I don’t often post pictures of myself (or family anymore) but here’s a shot of myself and my brother at his brewery in Conway, New Hampshire. For this record, yes, I am this short (and my brother isn’t especially tall, either). In the midst of so much — floods, rains, wildfire smoke, the endless varieties of chaos that track all of us — I’m always happy to head out on a restorative hike.
That evening, we raced ahead of yet more thunderstorms to get to brother’s house, my daughter driving, me in the passenger seat prattling on about whatever, whatever. But isn’t that the way of family? Thank goodness for joyful moments….
Nearly a week into Vermont’s floods, I’m surely not the only one in this town awake at night, listening to rain through my open windows. Lush, lush, our world is. Sunday, I trim the rose bushes that thornily cover a window, then discover moss creeping towards the house. I snip and scrape, then dash inside beneath a sudden downpour.
Sunday, I walk along the Lamoille riverbanks, silty and sandy where the river rose far above its usual path. Red metal lies in twisted sheets, remnants I’m guessing from the motel that tumbled into the river. Twisted towels and clothing, tires, a stepladder are jammed into tree trunks and roots. Cassette tapes of bible stories lie in a puddle, oddly more or less intact.

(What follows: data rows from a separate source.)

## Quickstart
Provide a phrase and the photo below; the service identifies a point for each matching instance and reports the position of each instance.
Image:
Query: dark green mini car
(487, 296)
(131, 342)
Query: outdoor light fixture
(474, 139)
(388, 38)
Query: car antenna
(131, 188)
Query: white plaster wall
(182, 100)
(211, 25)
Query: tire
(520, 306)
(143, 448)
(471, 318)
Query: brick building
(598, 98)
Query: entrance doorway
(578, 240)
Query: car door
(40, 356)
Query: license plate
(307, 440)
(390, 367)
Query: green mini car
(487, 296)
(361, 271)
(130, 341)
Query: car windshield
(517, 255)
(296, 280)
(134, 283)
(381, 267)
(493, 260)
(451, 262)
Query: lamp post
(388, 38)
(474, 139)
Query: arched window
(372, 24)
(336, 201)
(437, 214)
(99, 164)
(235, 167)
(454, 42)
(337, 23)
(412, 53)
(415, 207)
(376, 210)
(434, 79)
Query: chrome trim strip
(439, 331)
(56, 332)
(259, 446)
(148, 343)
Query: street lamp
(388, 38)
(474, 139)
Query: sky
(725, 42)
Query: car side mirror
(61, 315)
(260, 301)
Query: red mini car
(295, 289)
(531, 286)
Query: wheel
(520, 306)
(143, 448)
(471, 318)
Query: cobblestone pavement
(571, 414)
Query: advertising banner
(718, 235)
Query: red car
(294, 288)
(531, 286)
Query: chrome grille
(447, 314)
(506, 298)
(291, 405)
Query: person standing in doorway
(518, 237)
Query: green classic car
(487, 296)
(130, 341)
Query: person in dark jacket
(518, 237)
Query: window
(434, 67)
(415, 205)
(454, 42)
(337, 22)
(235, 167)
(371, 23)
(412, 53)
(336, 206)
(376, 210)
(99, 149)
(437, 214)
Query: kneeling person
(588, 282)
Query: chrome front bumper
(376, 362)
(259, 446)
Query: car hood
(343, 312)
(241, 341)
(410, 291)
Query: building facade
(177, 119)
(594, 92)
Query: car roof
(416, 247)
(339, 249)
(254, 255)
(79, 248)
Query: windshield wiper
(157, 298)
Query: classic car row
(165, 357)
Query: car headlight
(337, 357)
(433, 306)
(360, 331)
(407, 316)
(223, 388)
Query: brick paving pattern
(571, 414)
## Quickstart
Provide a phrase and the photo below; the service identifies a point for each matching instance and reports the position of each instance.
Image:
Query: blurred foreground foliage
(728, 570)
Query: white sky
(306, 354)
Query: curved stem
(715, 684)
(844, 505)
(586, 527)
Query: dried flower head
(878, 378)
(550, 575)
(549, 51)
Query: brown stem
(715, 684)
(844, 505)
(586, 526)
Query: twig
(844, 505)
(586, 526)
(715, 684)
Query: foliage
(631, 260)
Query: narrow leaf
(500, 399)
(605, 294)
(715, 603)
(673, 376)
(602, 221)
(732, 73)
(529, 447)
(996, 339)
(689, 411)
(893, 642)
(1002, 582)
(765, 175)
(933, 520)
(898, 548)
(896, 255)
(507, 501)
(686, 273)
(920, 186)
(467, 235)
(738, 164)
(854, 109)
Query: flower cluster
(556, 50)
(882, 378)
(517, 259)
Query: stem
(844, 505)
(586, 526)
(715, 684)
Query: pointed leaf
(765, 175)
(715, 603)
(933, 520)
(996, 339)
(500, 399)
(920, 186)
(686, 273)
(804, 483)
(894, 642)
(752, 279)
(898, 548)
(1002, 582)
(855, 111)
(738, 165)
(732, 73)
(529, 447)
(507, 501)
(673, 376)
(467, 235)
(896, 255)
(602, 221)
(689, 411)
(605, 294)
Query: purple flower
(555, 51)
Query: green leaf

Down the river, smoke churns into the sky where a flooded sawmill has burned debris for days.
There’s an odd kind of quiet hovering around here. What I’ve witnessed is shock and disbelief, a heady kind of euphoria to fix and repair, and now a sodden dullness, the earth as drenched as I’ve ever seen it. My pink poppies have blackened before they’ve bloomed.

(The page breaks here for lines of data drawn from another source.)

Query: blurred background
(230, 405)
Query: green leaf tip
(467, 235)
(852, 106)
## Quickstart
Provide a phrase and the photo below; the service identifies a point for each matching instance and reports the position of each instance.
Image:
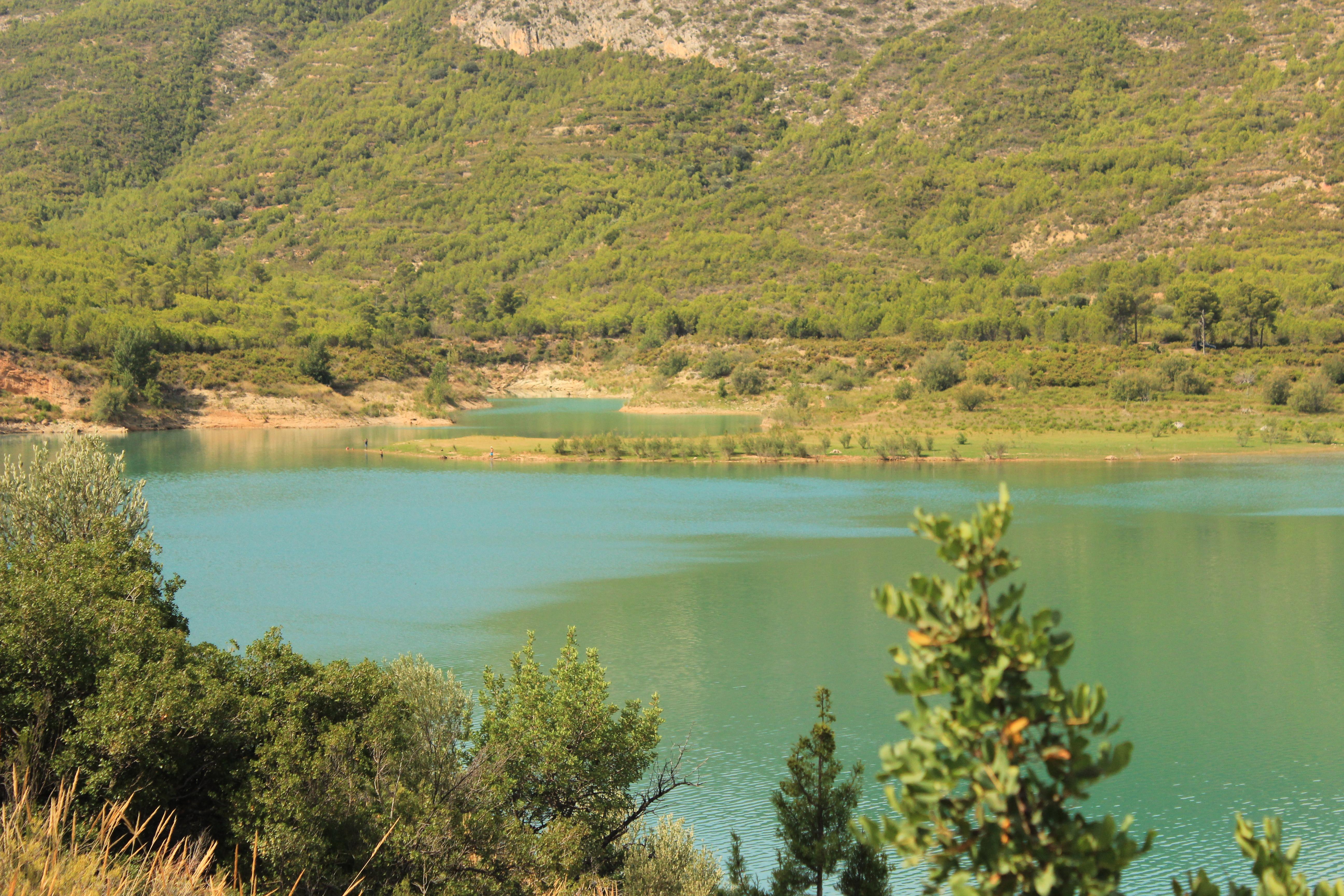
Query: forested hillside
(283, 175)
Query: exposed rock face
(826, 39)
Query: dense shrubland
(1064, 175)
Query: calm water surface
(1207, 597)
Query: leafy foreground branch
(986, 786)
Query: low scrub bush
(1332, 369)
(674, 365)
(749, 381)
(940, 371)
(109, 404)
(1314, 397)
(971, 398)
(1319, 435)
(717, 366)
(1132, 386)
(1193, 383)
(1277, 389)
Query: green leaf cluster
(1002, 751)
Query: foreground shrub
(987, 788)
(1314, 397)
(939, 371)
(667, 863)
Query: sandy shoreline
(694, 412)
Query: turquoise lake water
(1206, 596)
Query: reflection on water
(1206, 597)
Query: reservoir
(1207, 597)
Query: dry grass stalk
(48, 851)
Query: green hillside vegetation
(1074, 172)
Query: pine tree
(865, 874)
(812, 808)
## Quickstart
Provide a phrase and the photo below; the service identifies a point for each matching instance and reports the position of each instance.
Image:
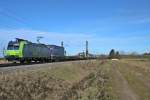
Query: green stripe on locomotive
(16, 53)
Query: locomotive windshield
(13, 47)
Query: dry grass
(75, 80)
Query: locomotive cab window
(13, 47)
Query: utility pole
(87, 51)
(62, 44)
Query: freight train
(23, 51)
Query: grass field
(81, 80)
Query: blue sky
(120, 24)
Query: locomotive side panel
(36, 51)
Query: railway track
(32, 63)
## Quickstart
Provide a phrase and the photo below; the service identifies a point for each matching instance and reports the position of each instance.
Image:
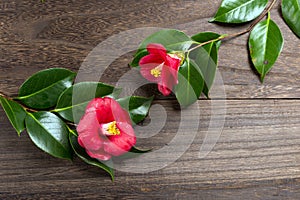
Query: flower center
(110, 128)
(156, 72)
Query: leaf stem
(227, 36)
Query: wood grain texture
(256, 156)
(258, 150)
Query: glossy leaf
(138, 107)
(42, 89)
(137, 57)
(239, 11)
(73, 101)
(206, 58)
(49, 133)
(15, 113)
(190, 83)
(291, 14)
(80, 152)
(265, 45)
(172, 40)
(205, 36)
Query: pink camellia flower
(105, 130)
(161, 67)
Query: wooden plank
(256, 155)
(55, 35)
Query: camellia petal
(160, 67)
(100, 154)
(89, 129)
(147, 74)
(154, 48)
(105, 130)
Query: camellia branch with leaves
(88, 119)
(196, 73)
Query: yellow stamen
(155, 72)
(113, 129)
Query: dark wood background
(256, 157)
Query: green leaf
(205, 36)
(73, 101)
(15, 113)
(81, 153)
(138, 107)
(190, 83)
(138, 56)
(239, 11)
(291, 14)
(265, 45)
(42, 89)
(206, 58)
(172, 40)
(49, 133)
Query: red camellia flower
(161, 67)
(105, 130)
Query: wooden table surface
(256, 157)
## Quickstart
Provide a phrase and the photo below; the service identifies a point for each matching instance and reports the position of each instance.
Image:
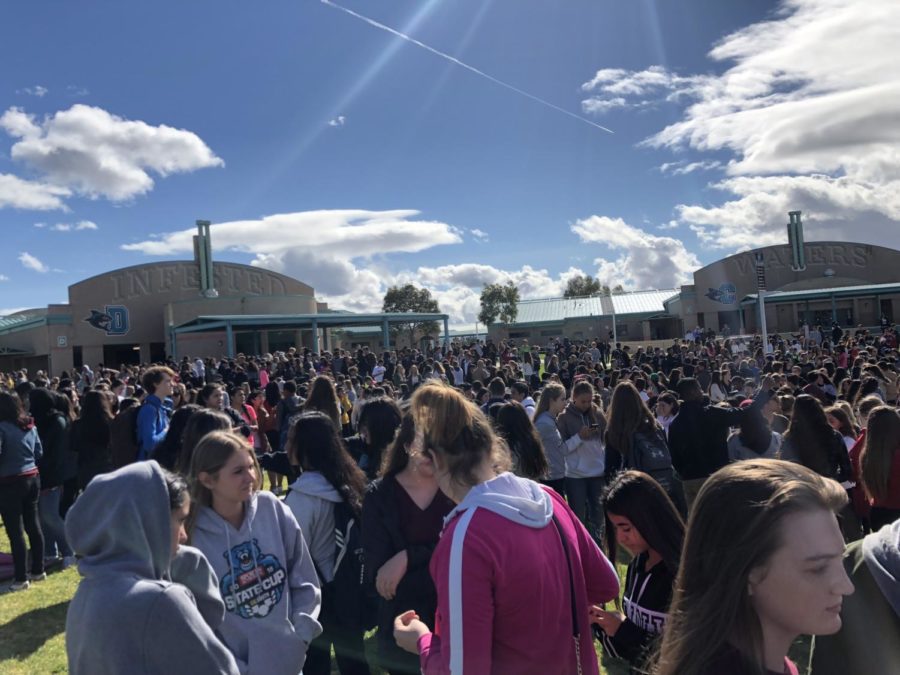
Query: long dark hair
(810, 434)
(96, 416)
(755, 433)
(11, 410)
(314, 442)
(42, 406)
(166, 453)
(207, 391)
(273, 394)
(397, 456)
(198, 425)
(323, 397)
(711, 605)
(636, 496)
(627, 415)
(522, 440)
(380, 417)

We keep on, of course. Our beloved capital city, Montpelier, hoes and bleaches. Word goes around and around about passable and impassable roads, who needs helps, who’s yet marooned by great rifts in the earth.
In the late afternoon, I buy poppyseeds at the co-op and pay off my tab. The staff is out-of-sorts there, too, grousing about a broken cooler and the mud we’re all tracking in. Rain falls, quits, but the day doesn’t cool. I bake a cake and listen to someone on VPR talk about the Buddha. In the evening, that fat woodchuck darts among my gardens. A flock of starlings scatter on the lawn. Robins and rain. The daylilies are brilliant, the flowers poet David Budbill called coarse and beautiful.
As I said, it’s coarse and ordinary and it’s beautiful because it’s ordinary. A plant gone wild and therefore become rugged, indestructible, indomitable, in short: tough, resilient, like anyone or thing has to be in order to survive.
By Thursday, I’ve lost track of days. A kind man stops by the town office with plates of cookies, still warm from the oven. I’ve been up for hours and hours by then, some working, some staring out the window at the dawn pushing up over the mountain, a spill of pink that widens into gold.
I haven’t been flooded. I know no one who’s injured. Yet, all around, the torn-up world, the folks who are seeking dry shelter, clean clothing, the next meal. The roads are our arteries, and slowly, gravel load by excavator sweep, the world is being put back together.
Thunderstorms and flash floods are in the forecast. Through all this, there’s the subtle underlying sense of how quickly the world turns.
Stores warn of early closings. We’re in this place I recognize immediately, almost giddy, slightly horrified, where people let down their guard, laugh at things that maybe aren’t that funny. Slowly, wrapping order around chaos.
“Water symbolizes the whole of potentiality – the source of all possible existence.”